Потом она почувствовала жжение и боль — ломкую и резкую, но сильней всего она чувствовала Вадькину любовь. Тогда Алёшка поняла, почему физическому проявлению любви уделяют так много внимания в любовных романах. Потому что, без этого любовь была бы неполной. Вадькина любовь переполняла Алёшку, если бы она была стаканом, то его любовь плескалась бы через край пересмешками в глазах.
Вадькина любовь на много лет стала якорем, за который цеплялась Али. Да, он не сдержал своего обещания, он обманул её, бросил… но он любил её — это Али знала точно.
Знала, когда получила письмо по электронной почте, знала, когда получила второе — короткое и ёмкое, знала, когда белые мурашки забегали перед глазами, и Али зашлась в нечеловеческом крике, катаясь по полу квартиры, вырывая волосы, чтобы скинуть эту удушающую боль.
Она знала это, когда вдруг охрипла от собственного крика и, задыхаясь, стала проваливаться в пропасть небытия под взглядами соседей, которые, как оказалось позже, выломали дверь, вызвав милицию — таким жутким показался им крик маленькой рыжей девушки, живущей тихо, всегда приветливо улыбающейся, придерживающей дверь для мамочек с колясками и одиноких старушек.
Лёжа под размеренной капельницей, Али знала, что тогда Вадька любил её.

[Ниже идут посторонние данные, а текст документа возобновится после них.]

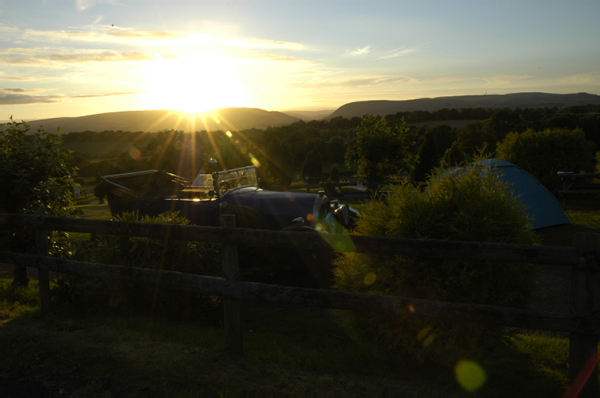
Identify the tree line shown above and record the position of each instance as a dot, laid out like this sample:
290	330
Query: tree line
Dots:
313	149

Любовь короче жизни. Он разлюбил, но тогда — тогда он не обманывал Али.
Сейчас, глядя на Вадима, высокого, широкоплечего, коротко стриженного, с теми же ямочками, на владельца этого огромного терема и Пуси, Али поняла, что и этот якорь у неё вырвали из рук. У Али не осталось ничего.
Глава 3
— Извращенец.
— Лина.
— Ты — извращенец! У тебя же дочь! Да как ты… пусти меня, я пойду домой!
— Настолько обгорела? — подходя ближе. — Голову напекло, рыбка?
— Педофил…
Чем-то мелькнули пересмешки в глазах, Али увидела вдруг, что перед ней вовсе не Вадька… а некто другой — опасный. Ощущая железную хватку на своих обгоревших руках, но не чувствуя боли и страха.

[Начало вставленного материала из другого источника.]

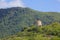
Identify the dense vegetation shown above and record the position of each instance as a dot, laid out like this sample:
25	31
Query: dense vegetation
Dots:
47	32
14	20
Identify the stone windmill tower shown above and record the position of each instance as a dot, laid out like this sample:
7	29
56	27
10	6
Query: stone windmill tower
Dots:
38	22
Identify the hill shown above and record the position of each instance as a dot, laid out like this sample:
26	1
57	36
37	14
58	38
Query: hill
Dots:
13	20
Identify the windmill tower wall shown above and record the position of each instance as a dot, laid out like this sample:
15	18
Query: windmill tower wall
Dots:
39	23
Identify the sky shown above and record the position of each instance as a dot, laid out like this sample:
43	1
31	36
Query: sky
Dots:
40	5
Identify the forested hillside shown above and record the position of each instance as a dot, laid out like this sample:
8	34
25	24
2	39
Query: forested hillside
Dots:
13	20
47	32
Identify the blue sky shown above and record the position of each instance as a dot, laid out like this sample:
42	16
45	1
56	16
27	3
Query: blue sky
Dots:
41	5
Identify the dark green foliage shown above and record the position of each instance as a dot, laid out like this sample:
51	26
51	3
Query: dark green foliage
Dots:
48	32
13	20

— Выражения выбирай, рыбка… А теперь сядь. Сядь, я тебе сказал! И говори.
Этот участок земли был знаковым для Али. Тут она лишилась детства. Тут у неё отобрали её сказку в Вадькину любовь, и ей было без разницы, если тут же она сейчас лишиться жизни, тем более, что подступающая головная боль и чернота, застилающая глаза, делали перспективу умереть здесь и сейчас вовсе не ужасной, а даже привлекательной.
— Пуся. Эта твоя Пуся, она такого же возраста, как была я? Или младше? Нравится трахать школьниц? Они же такие сладкие… пахнут ирисками… извращенец! — прямо в злые пересмешки.
— Лина…
— Урод!
— Лина…
— Скотина!
— Лина…
— Ненавижу тебя!
— Ты, закроешь рот, или нет?
— Нет!
— Тогда это сделаю я, — легко вдавливая Али в мягкий кожаный диван, зажимая рот рукой.

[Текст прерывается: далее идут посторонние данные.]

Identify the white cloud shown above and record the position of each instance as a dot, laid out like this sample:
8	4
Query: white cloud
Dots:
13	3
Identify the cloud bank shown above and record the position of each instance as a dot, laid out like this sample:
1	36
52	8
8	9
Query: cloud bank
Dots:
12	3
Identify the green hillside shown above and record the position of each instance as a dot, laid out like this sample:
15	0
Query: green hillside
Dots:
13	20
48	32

— Пуся, бог её знает, почему она себе такое имя придумала… Ты же знаешь, что такое ник-нейм, рыбка? У неё — «Пуся». Ей семнадцать лет, она дочь моего партнёра, и сейчас она привезла документы, по просьбе отца. Я знаю её лет с десяти и уж точно не… блядь, даже произнести противно! Смотри на меня! Смотри сюда. Ещё раз: Пуся — дочь моего партнёра по бизнесу, нагловатая, беспардонная семнадцатилетняя девчонка, которой хочется надрать задницу за её внешний вид… и всё. Всё! Я сейчас тебя отпущу. Будешь кричать?
Али показала глазами, что она не будет кричать. Она бы не смогла, потому что уже знакомая тьма стала поглощать её, боль стала поглощать, боль в голове, руках, кончиках пальцах.
«Вам ни в коем случае нельзя нервничать, Алина».
«Избегайте потрясений».
«Никаких лишних эмоций».
«В этот раз обошлось, в следующий всё может закончиться печально».
Печально… Печально… Печально…
— Лина, что с тобой? Лина!
Пытаясь открыть глаза сквозь пелену боли, Али чувствовала что-то холодное на лбу.
Руку привычно саднило, не ясны звуки вокруг, но, судя по ним, Али всё ещё жива, а судя по тёплому голосу — все ещё в доме Вадима.